Roy Foreman | Electrical Technology

Drake State 1995 alumnus Roy Foreman used his love of baseball to score big in the electrical engineering field.

“Any goal is achievable. For a student athlete, use the sport as a pathway to greatness,” said Foreman. “I had opportunities to play minor league ball, but my family didn’t have the money to support me.”

Foreman performed well as a high school student. College recruiters offered him baseball scholarships for his talent. When Foreman tabled the opportunity to play professional sports, his competitive spirit didn’t transfer academically to Drake State. He nearly failed one semester.

“I only did enough to get by,” said Foreman, “but I wanted to go to the next level so bad.”

Former Electrical Technology instructor Bobby Petty would help Foreman keep his mind on his studies. “He saw me doing great things in the future,” said Foreman.

One day, Petty tested Foreman’s determination.

It was Industry Day. Foreman had to build his own digital thermometer. Petty picked up his project and dropped it to test its durability. Foreman’s nervousness kicked in. He had to tweak his project before industry leaders visited his table.

“I made sure my projects wouldn’t fail again,” said Foreman. “Mr. Petty was a really good instructor. He cared about quality and it inspired me to pursue a four-year degree in electrical technology.”

Foreman pursued his master’s and spent decades specializing in rugged designs for the military because of Petty’s instinctive approach to push Roy to the next level.

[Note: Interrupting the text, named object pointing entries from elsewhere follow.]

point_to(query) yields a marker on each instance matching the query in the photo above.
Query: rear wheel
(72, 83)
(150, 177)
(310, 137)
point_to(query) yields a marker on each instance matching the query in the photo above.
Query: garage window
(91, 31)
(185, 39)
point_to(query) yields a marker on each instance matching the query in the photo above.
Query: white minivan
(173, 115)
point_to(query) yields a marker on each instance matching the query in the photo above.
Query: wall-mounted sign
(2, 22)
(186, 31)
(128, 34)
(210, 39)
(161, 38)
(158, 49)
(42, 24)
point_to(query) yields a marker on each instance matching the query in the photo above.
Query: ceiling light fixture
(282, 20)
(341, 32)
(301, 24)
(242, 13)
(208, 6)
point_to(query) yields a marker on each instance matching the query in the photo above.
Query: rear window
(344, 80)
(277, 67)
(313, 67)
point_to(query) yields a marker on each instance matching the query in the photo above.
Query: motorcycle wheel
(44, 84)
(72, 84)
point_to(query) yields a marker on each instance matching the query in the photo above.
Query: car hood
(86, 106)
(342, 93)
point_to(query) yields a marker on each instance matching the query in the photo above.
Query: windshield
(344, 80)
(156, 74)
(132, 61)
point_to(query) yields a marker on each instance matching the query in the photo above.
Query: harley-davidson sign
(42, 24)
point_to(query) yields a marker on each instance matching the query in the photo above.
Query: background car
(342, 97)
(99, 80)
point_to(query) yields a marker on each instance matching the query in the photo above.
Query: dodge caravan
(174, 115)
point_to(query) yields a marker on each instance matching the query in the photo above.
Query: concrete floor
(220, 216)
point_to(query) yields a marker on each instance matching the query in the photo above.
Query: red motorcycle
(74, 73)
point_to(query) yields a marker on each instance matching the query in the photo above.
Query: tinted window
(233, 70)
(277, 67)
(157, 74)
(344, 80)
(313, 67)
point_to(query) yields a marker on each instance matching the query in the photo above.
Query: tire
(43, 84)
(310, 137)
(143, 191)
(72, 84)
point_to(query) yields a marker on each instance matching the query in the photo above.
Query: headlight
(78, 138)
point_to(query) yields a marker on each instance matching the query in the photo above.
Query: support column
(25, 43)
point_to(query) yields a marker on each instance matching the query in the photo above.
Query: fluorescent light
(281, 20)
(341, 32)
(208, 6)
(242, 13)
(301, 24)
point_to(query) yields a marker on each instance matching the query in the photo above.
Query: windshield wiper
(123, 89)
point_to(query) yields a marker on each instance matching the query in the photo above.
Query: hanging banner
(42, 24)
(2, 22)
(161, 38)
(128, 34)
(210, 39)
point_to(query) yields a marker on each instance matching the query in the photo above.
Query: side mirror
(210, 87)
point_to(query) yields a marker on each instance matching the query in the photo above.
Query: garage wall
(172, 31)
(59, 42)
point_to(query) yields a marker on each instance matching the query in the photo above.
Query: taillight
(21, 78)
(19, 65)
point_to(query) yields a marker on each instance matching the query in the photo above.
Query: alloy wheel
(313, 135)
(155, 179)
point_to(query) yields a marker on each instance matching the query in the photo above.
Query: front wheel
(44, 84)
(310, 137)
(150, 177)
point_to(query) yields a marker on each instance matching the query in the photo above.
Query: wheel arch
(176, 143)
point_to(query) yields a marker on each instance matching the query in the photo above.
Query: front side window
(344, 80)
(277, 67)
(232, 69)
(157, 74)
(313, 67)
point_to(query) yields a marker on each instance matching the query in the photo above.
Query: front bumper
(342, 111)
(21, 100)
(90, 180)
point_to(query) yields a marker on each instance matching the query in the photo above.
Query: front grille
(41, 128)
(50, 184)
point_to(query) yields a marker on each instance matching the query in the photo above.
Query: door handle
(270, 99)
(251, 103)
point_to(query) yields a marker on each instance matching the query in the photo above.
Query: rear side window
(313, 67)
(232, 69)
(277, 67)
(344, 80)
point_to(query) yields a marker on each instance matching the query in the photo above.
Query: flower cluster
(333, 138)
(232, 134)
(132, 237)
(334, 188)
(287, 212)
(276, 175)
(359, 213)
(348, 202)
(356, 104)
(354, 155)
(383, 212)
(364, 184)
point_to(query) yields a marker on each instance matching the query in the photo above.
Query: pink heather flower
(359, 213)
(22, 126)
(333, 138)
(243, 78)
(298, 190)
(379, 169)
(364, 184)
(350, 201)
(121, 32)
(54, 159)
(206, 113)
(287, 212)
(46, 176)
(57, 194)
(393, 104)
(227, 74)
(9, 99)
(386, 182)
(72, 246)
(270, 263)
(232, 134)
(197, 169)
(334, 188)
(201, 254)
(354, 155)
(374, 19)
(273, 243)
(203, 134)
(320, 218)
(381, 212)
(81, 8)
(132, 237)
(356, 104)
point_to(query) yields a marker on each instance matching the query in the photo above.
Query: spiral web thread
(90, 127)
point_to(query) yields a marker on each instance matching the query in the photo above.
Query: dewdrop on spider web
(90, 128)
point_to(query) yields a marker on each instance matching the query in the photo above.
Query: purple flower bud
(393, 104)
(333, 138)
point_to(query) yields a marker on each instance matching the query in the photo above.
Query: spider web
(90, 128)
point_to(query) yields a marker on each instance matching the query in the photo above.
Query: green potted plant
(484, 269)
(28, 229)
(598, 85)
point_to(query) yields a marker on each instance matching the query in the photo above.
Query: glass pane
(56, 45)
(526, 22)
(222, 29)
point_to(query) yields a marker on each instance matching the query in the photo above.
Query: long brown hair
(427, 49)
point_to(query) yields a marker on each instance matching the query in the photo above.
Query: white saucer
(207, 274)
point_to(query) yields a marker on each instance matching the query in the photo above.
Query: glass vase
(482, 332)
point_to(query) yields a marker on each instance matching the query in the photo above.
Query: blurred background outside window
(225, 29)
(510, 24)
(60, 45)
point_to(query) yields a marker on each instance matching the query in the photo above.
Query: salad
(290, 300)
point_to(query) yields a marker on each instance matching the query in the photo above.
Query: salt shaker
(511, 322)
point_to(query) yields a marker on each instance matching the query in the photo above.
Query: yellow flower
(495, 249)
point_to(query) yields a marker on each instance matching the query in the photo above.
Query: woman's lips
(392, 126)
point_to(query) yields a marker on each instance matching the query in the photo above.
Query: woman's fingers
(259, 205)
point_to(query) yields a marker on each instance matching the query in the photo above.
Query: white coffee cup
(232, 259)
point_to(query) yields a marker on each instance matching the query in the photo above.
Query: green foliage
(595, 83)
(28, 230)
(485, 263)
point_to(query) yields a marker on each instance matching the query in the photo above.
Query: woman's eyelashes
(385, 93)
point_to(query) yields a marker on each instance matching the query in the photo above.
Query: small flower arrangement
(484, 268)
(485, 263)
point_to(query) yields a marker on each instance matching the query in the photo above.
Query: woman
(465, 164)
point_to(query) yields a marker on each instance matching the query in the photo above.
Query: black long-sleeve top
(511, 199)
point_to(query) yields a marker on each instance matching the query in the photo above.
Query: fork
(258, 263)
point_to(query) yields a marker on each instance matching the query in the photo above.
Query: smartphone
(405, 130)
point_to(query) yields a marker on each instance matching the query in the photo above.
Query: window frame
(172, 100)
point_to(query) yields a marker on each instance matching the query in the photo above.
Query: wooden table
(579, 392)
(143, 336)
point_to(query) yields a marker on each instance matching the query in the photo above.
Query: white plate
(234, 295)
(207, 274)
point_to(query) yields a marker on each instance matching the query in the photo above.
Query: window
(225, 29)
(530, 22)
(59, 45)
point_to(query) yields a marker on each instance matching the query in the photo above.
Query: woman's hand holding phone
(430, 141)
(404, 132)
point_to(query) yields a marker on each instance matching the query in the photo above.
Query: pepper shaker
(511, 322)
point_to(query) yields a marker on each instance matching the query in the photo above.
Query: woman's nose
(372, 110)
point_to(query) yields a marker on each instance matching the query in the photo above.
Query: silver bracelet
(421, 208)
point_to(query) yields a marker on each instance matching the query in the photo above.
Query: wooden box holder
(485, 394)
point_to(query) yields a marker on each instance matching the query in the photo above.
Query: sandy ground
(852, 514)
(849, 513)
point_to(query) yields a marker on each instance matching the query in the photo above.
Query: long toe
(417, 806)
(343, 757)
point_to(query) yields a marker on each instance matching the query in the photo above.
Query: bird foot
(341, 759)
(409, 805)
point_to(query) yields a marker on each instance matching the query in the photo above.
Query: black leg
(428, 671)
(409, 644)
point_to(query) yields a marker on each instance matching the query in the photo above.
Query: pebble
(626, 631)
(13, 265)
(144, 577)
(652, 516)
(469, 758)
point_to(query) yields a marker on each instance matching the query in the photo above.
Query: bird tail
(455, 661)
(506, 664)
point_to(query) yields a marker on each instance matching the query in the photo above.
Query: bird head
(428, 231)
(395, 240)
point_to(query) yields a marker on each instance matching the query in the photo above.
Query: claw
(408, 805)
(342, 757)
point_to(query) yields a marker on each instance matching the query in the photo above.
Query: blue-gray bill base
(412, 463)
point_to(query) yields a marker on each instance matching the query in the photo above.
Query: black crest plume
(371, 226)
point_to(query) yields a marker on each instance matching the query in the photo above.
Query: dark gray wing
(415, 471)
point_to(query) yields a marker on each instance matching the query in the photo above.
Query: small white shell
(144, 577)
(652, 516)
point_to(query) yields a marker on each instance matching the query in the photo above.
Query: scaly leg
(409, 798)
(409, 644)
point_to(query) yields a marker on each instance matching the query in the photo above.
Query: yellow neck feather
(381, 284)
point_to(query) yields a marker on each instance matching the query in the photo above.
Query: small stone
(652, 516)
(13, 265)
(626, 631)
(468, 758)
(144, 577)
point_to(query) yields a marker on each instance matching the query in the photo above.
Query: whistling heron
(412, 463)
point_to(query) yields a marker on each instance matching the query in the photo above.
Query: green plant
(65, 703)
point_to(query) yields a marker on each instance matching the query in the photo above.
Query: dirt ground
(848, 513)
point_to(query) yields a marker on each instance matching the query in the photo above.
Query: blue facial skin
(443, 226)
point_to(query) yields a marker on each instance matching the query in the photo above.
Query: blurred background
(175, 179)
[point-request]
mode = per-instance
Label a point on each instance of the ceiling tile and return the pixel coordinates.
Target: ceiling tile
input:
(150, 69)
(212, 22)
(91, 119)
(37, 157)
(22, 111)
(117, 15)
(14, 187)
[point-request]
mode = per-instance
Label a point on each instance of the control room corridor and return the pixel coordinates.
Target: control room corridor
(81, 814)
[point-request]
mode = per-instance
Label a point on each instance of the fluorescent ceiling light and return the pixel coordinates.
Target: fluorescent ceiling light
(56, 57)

In 2012, Foreman received the Distinguished Engineer of the Year award at the National Society of Black Engineers Conference (NSBE). A year later, he earned the Industry Professional Achievement award at the annual Black Engineer of the Year Award (BEYA) STEM Global Competitiveness Conference.

“The real story to my success is that I love to help people.”

Foreman started two businesses and sold his engineering firm after a decade in operation. While he assists the women’s softball team at Alabama A&M University, he helps baseball and softball players improve their swing at his state-of-the-art hitting performance center. 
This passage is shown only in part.